Tal entendimento foi verificado em trabalhos publicados no Colóquio Internacional de Educação e Contemporaneidade (EDUCON) e analisados em pesquisa realizada em 2021, sobre a utilização dos termos “Educação e Saúde” e “Educação em Saúde” e identificados como sinônimos pelos autores e avaliadores dos trabalhos, publicados no referido evento por Ataíde, Ribeiro e Dantas (2021). Como por exemplo os seguintes trabalhos “O vídeo documentário como estratégia educativa para o cuidado em saúde ao idoso”, “Projeto de educação nutricional com abordagem lúdico-didática desenvolvida com crianças de uma escola particular de Aracaju SE”,Projeto de educação nutricional a partir da horta escolar desenvolvida com crianças de uma escola particular de Aracaju SE”, “ A educação em saúde: desafios e perspectivas sobre a implicação da doença falciforme para o contexto familiar”.

A utilização da expressão “Educação na saúde”, aparece em trabalhos publicados nas edições do EDUCON em conformidade com a definição estabelecida pelo MS, como exemplo, os artigos, “Ensino de saúde do trabalhador na graduação: programa da disciplina no departamento de medicina da universidade federal de Sergipe”, “Ensino de saúde e espiritualidade: uma proposta de conteúdo para graduações da área da saúde”, “ Ensino da saúde na escola: uma revisão”,  “Estratégias de ensino-aprendizagem em um programa de residência de enfermagem em cardiologia”, entre outros, sendo porém identificados por seus autores, por vezes como sinônimo de “Educação em saúde”.

Em relação a terminologia “Educação para a saúde” foi observado que embora entendida como instrumental para o cuidado, a literatura nos aponta o caráter polissêmico da terminologia, produzindo problemáticas conceituais complexas, sobretudo no tipo de concepção em que está subjacente os seus pressupostos fundamentais. Fato esse que podemos observar na Biblioteca Virtual em Saúde, onde o termo “Educação para a saúde” é considerado como sinônimo de “Educação em saúde”.

Quanto a utilização da expressão “Educação profissional em saúde”, observou-se que há referências conceituais que podem apontar significativas implicações na construção de conhecimentos para a formação e atuação em saúde, envolvendo práticas de ensino, diretrizes didáticas e orientação curricular. Considerando um cenário contraditório e complexo em que se confrontam o conceito da saúde como direito universal em contraponto à saúde oferecida de natureza privada. É nesse viés que se reafirma a dinamização conceitual da “Educação profissional em saúde”.

A partir das leituras realizadas, consideramos que os termos “Educação e Saúde” e “Educação em saúde”, são considerados sinônimos. Podem ser utilizados sem trazer prejuízos para o entendimento de seu significado. Tal prática educativa consiste em ações direcionadas a população com o objetivo de assegurar algum grau de autonomia sobre seu autocuidado com a saúde, assim como facilitar sua comunicação com os profissionais e a comunidade onde está inserido.

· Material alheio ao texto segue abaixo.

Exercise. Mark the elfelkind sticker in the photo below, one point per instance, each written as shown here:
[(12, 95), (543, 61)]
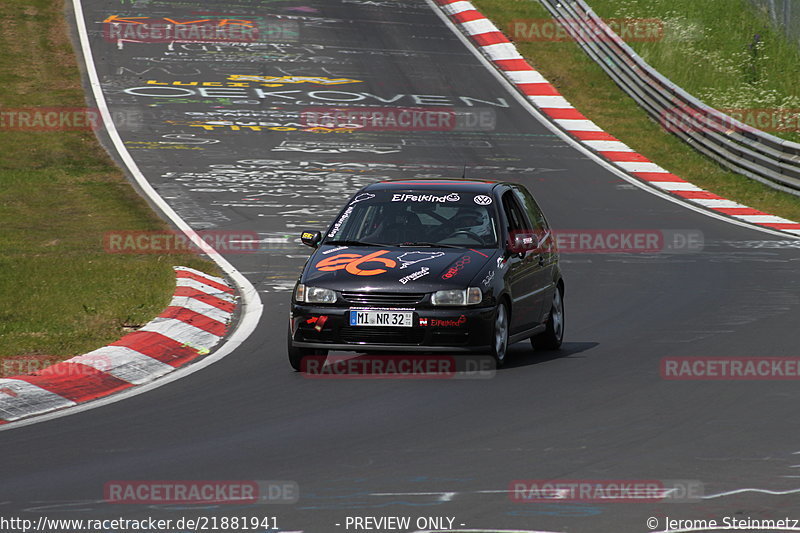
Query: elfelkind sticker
[(424, 271), (457, 267), (452, 197), (409, 258)]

Em relação a “Educação na saúde” concordamos que existe um consenso entre os vários autores e se trata de ações educativas direcionadas à formação dos profissionais para a atuação na área da saúde. Compreendendo inclusive a expressão a “Educação Profissional em Saúde”, também analisada neste estudo.

No que tange ao termo “Educação para a saúde”, verificamos que ele denota uma forma particular de ação educativa, caracterizado como repasse de conteúdo sem a participação ativa dos aprendizes. Entretanto, essa terminologia foi encontrada como sinônimo de “Educação em saúde” no descritor de busca de ciências da saúde (DeCS). Entendemos ser necessário uma maior investigação sobre o tema.

As temáticas e os múltiplos saberes que envolvem os conceitos de educação e o da saúde, e suas intersecções trazem à luz a necessidade da continuidade das pesquisas sobre o tema. Este estudo não pretende esgotar esta temática, assim, sugerimos novas pesquisas para contribuir com o enriquecimento da discussão, por sua relevância para as áreas de Saúde e de Educação.

 

Agradecimento a Hyder Aragão de Melo pela contribuição na discussão do texto.